If the machine smells musty, feels damp, or has visible corrosion, stop and deal with that first. Powering up a questionable machine without checking it can turn a small storage issue into a much bigger repair.

Buying advice if the machine was already stored poorly

If you are looking at a machine that sat in storage for years, do not judge it by the cabinet art alone. Moisture and battery problems often show up where they are easy to miss: under the playfield, in the backbox, around connectors, and near the bottom edges of the cabinet.

Ask whether it was stored in climate control, whether batteries were removed, and whether the machine ever sat on a concrete floor. If the seller cannot answer those questions, assume a closer inspection is needed.

That does not mean you should automatically pass on every stored machine. A dry, well-kept example can still be a good buy, especially if you are comparing it with a machine that needs a lot of cosmetic and electrical work. But storage history matters, and it often explains the difference between a simple cleanup and a full restoration. That makes more sense once you compare jukebox investing are jukeboxes a good investment.

FAQ

What is the best humidity level for pinball machine storage?

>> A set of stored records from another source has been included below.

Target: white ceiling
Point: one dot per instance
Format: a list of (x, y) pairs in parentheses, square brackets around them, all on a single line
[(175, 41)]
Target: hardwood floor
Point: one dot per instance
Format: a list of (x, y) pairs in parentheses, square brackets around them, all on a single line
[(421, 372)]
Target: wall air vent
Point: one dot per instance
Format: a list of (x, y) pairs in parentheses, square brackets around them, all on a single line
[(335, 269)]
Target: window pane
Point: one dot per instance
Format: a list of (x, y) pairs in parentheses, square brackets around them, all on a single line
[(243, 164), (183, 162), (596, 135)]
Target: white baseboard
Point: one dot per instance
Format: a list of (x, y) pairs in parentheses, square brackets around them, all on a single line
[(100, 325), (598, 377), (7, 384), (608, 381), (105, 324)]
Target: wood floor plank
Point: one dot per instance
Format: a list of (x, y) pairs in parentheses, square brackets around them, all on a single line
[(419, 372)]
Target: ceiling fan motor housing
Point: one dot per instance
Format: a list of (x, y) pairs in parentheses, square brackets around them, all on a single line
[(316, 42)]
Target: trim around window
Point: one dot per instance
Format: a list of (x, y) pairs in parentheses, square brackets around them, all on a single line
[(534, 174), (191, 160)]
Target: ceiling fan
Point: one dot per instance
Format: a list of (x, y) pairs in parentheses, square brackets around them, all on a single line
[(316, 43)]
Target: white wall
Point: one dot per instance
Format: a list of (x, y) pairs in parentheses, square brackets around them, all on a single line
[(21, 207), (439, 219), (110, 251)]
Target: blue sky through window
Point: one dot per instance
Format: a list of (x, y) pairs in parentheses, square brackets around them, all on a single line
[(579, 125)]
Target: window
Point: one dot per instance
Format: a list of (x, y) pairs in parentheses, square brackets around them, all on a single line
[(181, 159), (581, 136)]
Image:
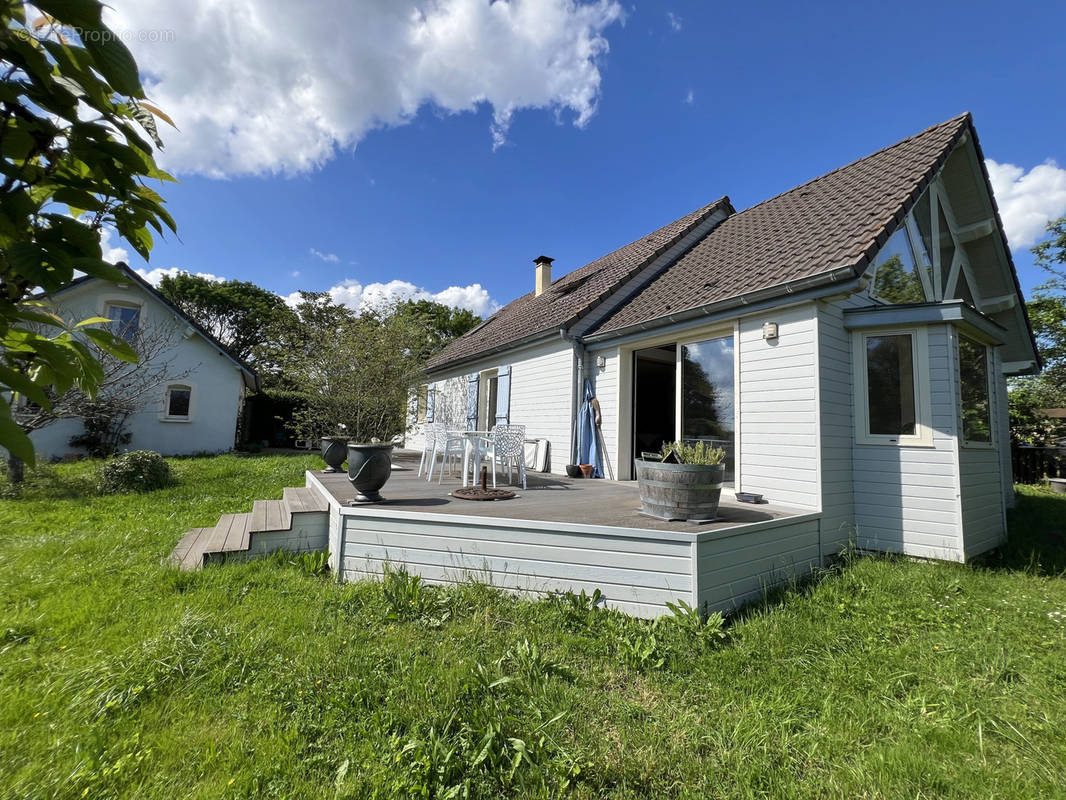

A practical target is usually around 45% to 50% relative humidity, with more importance placed on keeping the number stable than hitting one exact figure. Avoid damp rooms and big swings.

Can you store a pinball machine in a garage?

Only if the garage is insulated, dry, and climate controlled enough to stay stable. An ordinary garage is risky for long-term storage because temperature and humidity change too much.

Should you cover a pinball machine during storage?

Yes, but use a breathable cover or clean moving blanket. Avoid tightly sealed plastic wrap for long-term storage because it can trap moisture.

Do older pinball machines need the same storage care as newer ones?

Yes, but newer electronic machines often need extra attention around batteries and boards. Older machines can still suffer from humidity, rust, cabinet swelling, and dirty contacts.

Is a basement better than a garage?

Sometimes, but only if the basement stays dry and does not have flooding, heavy condensation, or pests. A finished, climate-controlled basement is usually safer than an unfinished garage.

Final thoughts

The safest way to store a pinball machine is simple: keep it indoors, keep the humidity steady, keep it off the floor, and keep it away from heat, water, and direct sun. If you have to use a basement, garage, or storage unit, climate control is the difference between a reasonable stopgap and a slow repair bill.

Take a few minutes to clean the machine, remove batteries, and cover it the right way. That small amount of prep is usually what keeps a stored pinball machine from turning into a restoration project later.